Background technology
Alpha-amylase is one of zymin kind of the most successful industrial applications, and this is because enzymically hydrolyse can be in the stability of controlling starch hydrolysis, atopic and product to a greater extent.Gentle reaction conditions comprises lower temperature of reaction, near neutral pH etc., reduce thus the energy in producing consumption, reduce production costs and environmental pollution, can improve output and bring multiple advantages such as useful economic benefit, social benefit.

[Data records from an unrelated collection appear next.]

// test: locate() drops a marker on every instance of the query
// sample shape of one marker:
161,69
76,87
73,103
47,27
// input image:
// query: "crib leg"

Amylase has been widely used in industries such as processing, food service industry such as maltose, beer, yellow rice wine, glucose, monosodium glutamate, the microbiotic of destarch, the paper industry starch slurry of textile industry; In detergent industry, make an addition to proteolytic enzyme, lipase and to make multienzyme washing powder etc. in the washing powder, have utmost point purposes widely.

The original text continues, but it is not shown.